The decision of the Maldives Supreme Court to cancel the second round run-off on grounds of alleged poll irregularities was an obvious ruse to block Mohamed Nasheed from making a comeback
The spate of scheduling, cancelling and annulling elections and election results over the last three months in the Maldives has eroded whatever little legitimacy was left in its public institutions. Instead of a return to democracy that should have happened in September 2013, when the first of many ill-fated presidential elections was held and then declared invalid, we have a charade of votes being faithfully cast and thrown into the dustbin or waiting room.
The latest attempt to conduct a presidential election ran into the familiar muddle of objections and obstruction from Maldives’ politicised and biased Supreme Court and from political parties determined to deny the front runner, Mohamed Nasheed, a chance to return to power after he was overthrown in a coup d’etat in 2012.
Even though Nasheed — the most liberal, secular and popular politician of the Maldives — did not win an absolute majority of votes in the first round of the aborted polls held in September and again in November, the fact that he is consistently securing over 45 per cent of the popular vote, despite a hostile security and judicial establishment, shows that the people of the country are firm believers in moderation and democracy.
No democratic culture
The democratic culture, often missing in countries making the transition from long-lasting authoritarian rule, is absent in the formal institutions of power in the Maldives but is thriving in Maldivian society.
Mohammed Waheed, the President who took power after the coup against Mr. Nasheed, was resoundingly rejected by the electorate in the ill-fated election held in September. His paltry tally of five per cent of votes proved that the 2102 coup, carried out by the remnants of Maldives’ ancient regime loyal to the former strongman, Maumoon Abdul Gayoom, lacked popular approval.
The decision of the Supreme Court, which is packed with Mr. Gayoom’s supplicants, to cancel the second round run-off in late September on grounds of alleged irregularities in voting was an obvious ruse to block Mr. Nasheed from making a comeback and bringing the coup-plotters to justice.
The judicial excuse for repeatedly nullifying or delaying elections is that impersonators and unregistered voters are casting ballots and skewing the results. The Maldives is the smallest country in the whole of Asia in terms of land area. The total number of eligible voters is just 2,40,000. Fraudulent activity is easy to detect and weed out when the scale of the electoral process is so minuscule. International observers declared the September election to be largely free and fair, and yet the Supreme Court decided in a premeditated manner to find fault with the process.
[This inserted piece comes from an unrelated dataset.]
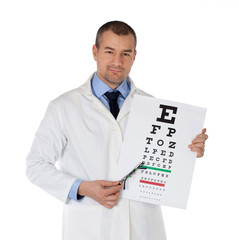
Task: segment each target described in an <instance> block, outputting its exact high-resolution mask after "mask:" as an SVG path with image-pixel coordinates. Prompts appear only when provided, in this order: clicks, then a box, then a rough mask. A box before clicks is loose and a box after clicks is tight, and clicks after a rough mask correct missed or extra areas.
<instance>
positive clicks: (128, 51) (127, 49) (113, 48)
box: [105, 47, 133, 53]
mask: <svg viewBox="0 0 239 240" xmlns="http://www.w3.org/2000/svg"><path fill="white" fill-rule="evenodd" d="M105 49H109V50H115V49H114V48H112V47H105ZM122 52H130V53H132V52H133V50H132V49H126V50H123V51H122Z"/></svg>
India’s Election Commission, which is renowned the world over for its technical competence and success in conducting elections of mind-boggling proportions involving hundreds of millions of voters, has been advising its counterpart in the Maldives since March this year on methodologies to improve voter confidence and minimise election-related complaints. The Maldives Election Commission’s “strategic plan” for the smooth implementation of its mandate of holding presidential and local council elections has a distinct Indian imprint.
Because the entire election machinery and preparation in the Maldives owed much to highly credible Indian technical aid, there can be no questions about the general soundness of the voting rounds held in September or November.
It is owing to this basic confidence in the electoral method that the people of the Maldives have been coming out in such large numbers to vote. Notwithstanding the strategies of the interim administration and the Supreme Court to spread disillusionment and shoo away voters, the turnout in the first round of the presidential election in November has been a phenomenal 88 per cent.
For Mr. Gayoom and his half-brother, Abdulla Yameen, who is a candidate in the current elections, it is a shock that the voter turnout has grown from 83 per cent in the September election to 88 per cent now. Their tactics of stalling the process by refusing to approve voter lists which are quite transparent have ironically whipped up more sympathy for the victimised Mr. Nasheed.
Voter fatigue is natural when elections or their results are rigged. When popular verdicts are falsified or negated through institutional skulduggery, voters might skip or boycott elections. Thus far, the Maldivian people have not given up the hope that their votes will eventually count — and bring Mr. Nasheed back to the office that he deserves to hold.
But should the hurdles continue to mount on Mr. Nasheed’s legitimate re-election, the option of mass protests and agitation on the streets appears to be the only one for his followers who are feeling cheated. The Maldives should have had a new president in office as of November 11, as per the constitutional rules. The manner in which the courts and the security forces have toyed with the Constitution and the popular will, bodes ill for the future of the country.
A call to India
Even if Mr. Nasheed finally manages to emerge victorious in a second round of voting, the instability and uncertainty introduced by the clique around Mr. Gayoom via the main formal institutions that control most levers of power will haunt the former’s second term in office. India, which stands behind democratic forces in the Maldives, must use bilateral as well as multilateral forums such as the Commonwealth (of which the Maldives is also a member) to pressure and incentivise stakeholders in the politics of this troubled archipelago to respect their people’s choice.
(Sreeram Chaulia is a Professor and Dean at the Jindal School of International Affairs.)